Preclinical and clinical studies of the vaccine preparation will be carried out: a viral-bacterial vaccine against Streptococcus pneumoniae, combining bacterial antigens and antigens of the influenza virus in a live probiotic vaccine.

A point-prevalence study of respiratory tract colonization with multidrug-resistant organisms in COVID-19 patients will be conducted.

The preparation of the vaccine candidate (a live viral-bacterial vaccine with a hemagglutinin protein modified by bacterial antigens) will be studied for specific activity against influenza virus and pneumococcal infection.

A collection of bacteriophage strains effective against vancomycin-resistant enterococci will be created.

The method of whole-genome sequencing will be tested in the investigation of several acute and chronic epidemic outbreaks associated with glycopeptide-resistant microorganisms, in particular VRE; in genome sequencing of strains of microorganisms that form a "time series" within an acute or chronic outbreak, the genetic variability of mobile genetic elements determining the synthesis of pathogenicity and antimicrobial resistance factors will be studied. The epidemiological efficiency of using the whole-genome sequencing method in the routine practice of microbiological monitoring of hospital strains in inpatient medical settings will be assessed.

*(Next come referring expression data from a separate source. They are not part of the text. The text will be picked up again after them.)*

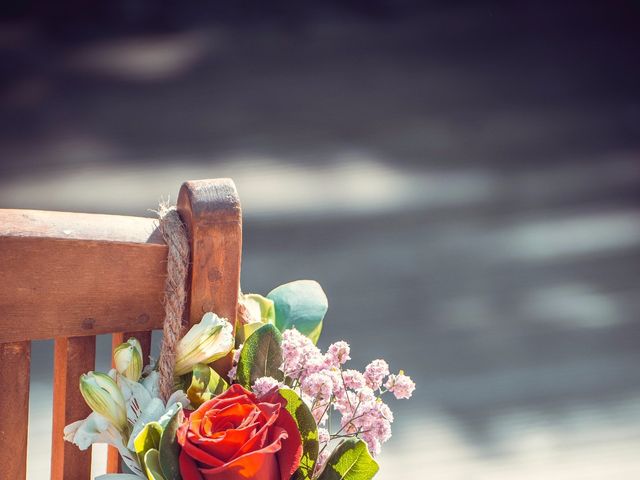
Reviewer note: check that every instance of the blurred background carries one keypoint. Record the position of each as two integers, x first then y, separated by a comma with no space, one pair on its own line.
462,178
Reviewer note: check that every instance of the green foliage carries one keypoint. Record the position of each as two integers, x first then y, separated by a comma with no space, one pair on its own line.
152,465
261,356
301,304
350,460
169,447
147,439
308,431
206,383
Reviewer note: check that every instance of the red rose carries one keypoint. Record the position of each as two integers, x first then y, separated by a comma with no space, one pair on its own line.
235,436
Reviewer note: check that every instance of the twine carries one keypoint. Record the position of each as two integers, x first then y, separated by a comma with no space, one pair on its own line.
175,293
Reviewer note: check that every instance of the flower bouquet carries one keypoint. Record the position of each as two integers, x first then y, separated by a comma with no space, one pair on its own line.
284,411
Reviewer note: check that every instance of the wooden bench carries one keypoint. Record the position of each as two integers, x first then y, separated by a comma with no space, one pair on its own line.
72,276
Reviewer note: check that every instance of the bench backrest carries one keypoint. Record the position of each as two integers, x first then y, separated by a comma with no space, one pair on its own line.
72,276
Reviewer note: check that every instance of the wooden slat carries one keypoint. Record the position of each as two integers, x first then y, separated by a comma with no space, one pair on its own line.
211,212
14,403
72,274
72,357
113,457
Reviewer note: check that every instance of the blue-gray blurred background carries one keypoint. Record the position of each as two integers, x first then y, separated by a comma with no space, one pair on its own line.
462,178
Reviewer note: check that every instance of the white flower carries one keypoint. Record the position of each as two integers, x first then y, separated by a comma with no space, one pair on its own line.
97,429
128,359
205,342
105,398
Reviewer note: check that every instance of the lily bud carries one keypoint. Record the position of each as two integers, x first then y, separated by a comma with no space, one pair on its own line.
128,359
105,398
205,342
255,310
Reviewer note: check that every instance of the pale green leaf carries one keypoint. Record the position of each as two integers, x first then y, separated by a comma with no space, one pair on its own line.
350,460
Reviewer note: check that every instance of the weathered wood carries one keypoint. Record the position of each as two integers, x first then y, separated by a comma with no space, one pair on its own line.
14,403
72,357
211,212
113,457
72,274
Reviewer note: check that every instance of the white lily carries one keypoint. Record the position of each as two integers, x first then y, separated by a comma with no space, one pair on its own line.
205,342
97,429
104,397
127,358
258,310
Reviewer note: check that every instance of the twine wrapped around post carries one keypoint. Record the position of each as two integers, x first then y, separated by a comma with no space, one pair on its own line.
175,293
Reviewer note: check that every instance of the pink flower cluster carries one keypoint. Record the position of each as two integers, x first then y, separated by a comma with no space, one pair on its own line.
326,387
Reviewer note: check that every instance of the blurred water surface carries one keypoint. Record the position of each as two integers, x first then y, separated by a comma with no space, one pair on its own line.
463,181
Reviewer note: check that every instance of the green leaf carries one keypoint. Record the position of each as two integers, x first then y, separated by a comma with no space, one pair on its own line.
308,431
206,383
267,310
350,460
147,439
301,304
261,356
169,448
152,465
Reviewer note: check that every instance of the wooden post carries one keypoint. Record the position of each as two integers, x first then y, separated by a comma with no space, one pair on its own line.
72,357
210,210
15,360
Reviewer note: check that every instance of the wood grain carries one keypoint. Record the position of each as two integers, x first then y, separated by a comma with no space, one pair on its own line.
14,403
72,357
65,274
211,212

Studies will be carried out on the personalized selection of autoprobiotics for cardiac patients with metabolic syndrome based on the results of metagenomic analysis of their microbiota.

A study protocol will be developed and patients with chronic obstructive pulmonary disease will be selected, who will receive various variants of vaccine preparations (a vaccine preparation based on a recombinant protein containing pneumococcal surface antigens in PSPF vaccine preparation, or a live probiotic vaccine with PSP protein on the surface of a probiotic, or a live viral-bacterial vaccine).

A diagnostic test system based on a set of bacteriophages will be developed to enhance phage therapy, and algorithms for the treatment of various bacterial infections using antimicrobial peptides will be improved.

The possibility of using high-throughput next-generation sequencing (NGS) methods in the routine practice of microbiological monitoring of the in-hospital emergence and spread of hospital strains of glycopeptide-resistant pathogens associated with medical care will be assessed.